I have been testing the various compression algorithms with parquet files, and have settled on Zstd.
Now as far as I understand Zstd uses adaptive dictionary unless one is explicitly specified, thus it begins with an empty one. However when having a dictionary enabled the compressed size and and the execution time are quite unsatisfactory.

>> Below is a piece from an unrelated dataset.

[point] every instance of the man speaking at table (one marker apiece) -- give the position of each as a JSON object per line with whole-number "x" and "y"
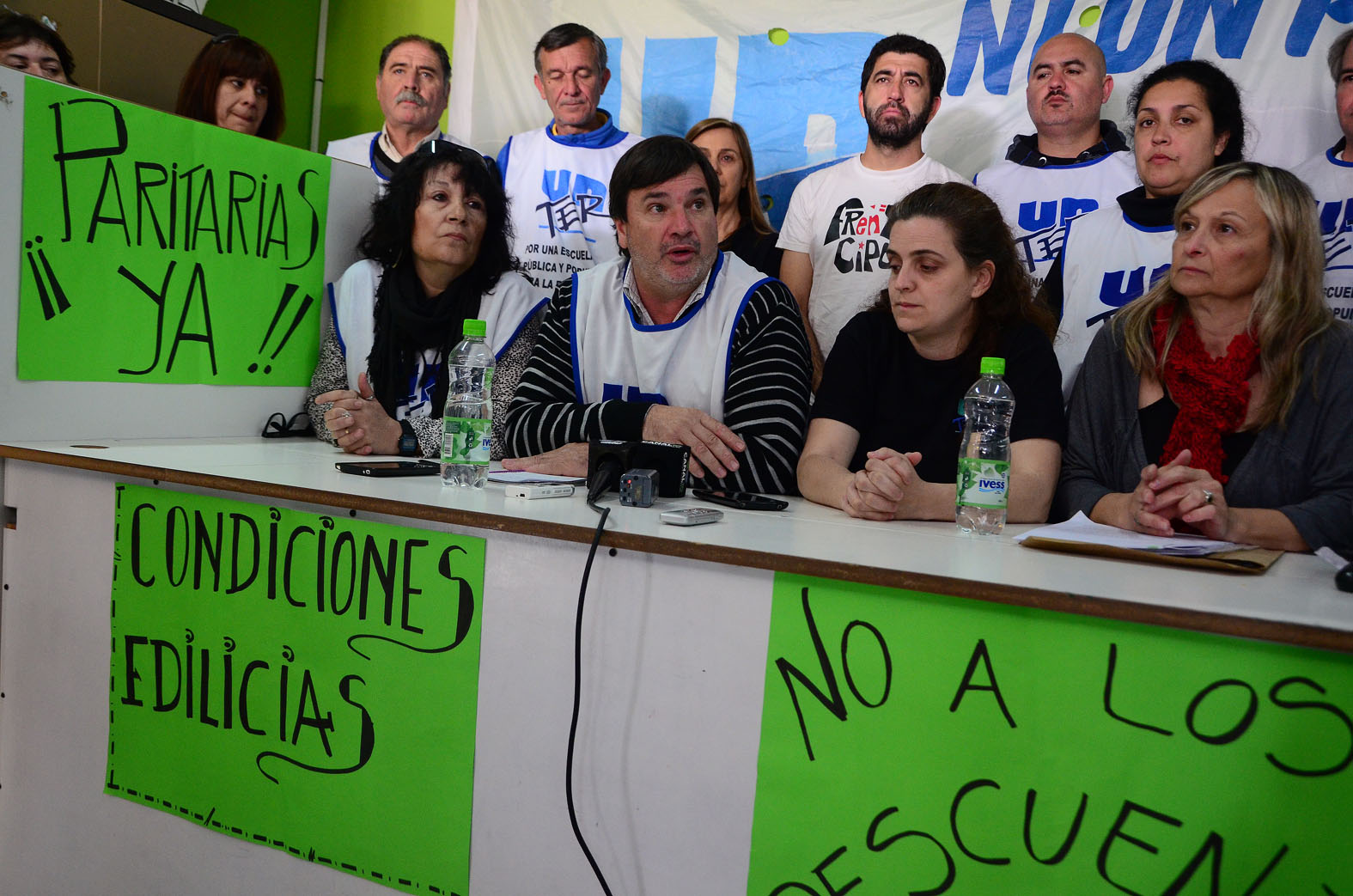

The file size without using a dictionary is quite less compared to using the adaptive one. (The number at the end of the name is the compression level):
- Name: C:\ParquetFiles\Zstd1 Execution time: 279 ms Size: 13738134
- Name: C:\ParquetFiles\Zstd2 Execution time: 140 ms Size: 13207017
- Name: C:\ParquetFiles\Zstd9 Execution time: 511 ms Size: 12701030
And for comparison the log from using the adaptive dictionary:
- Name: C:\ParquetFiles\ZstdDictZstd1 Execution time: 487 ms Size: 19462825
- Name: C:\ParquetFiles\ZstdDictZstd2 Execution time: 402 ms Size: 19292513
- Name: C:\ParquetFiles\ZstdDictZstd9 Execution time: 614 ms Size: 19072779
Can you help me understand the significance of this, shouldn't the output with an empty dictionary perform at least as good as Zstd compression with dictionary disabled?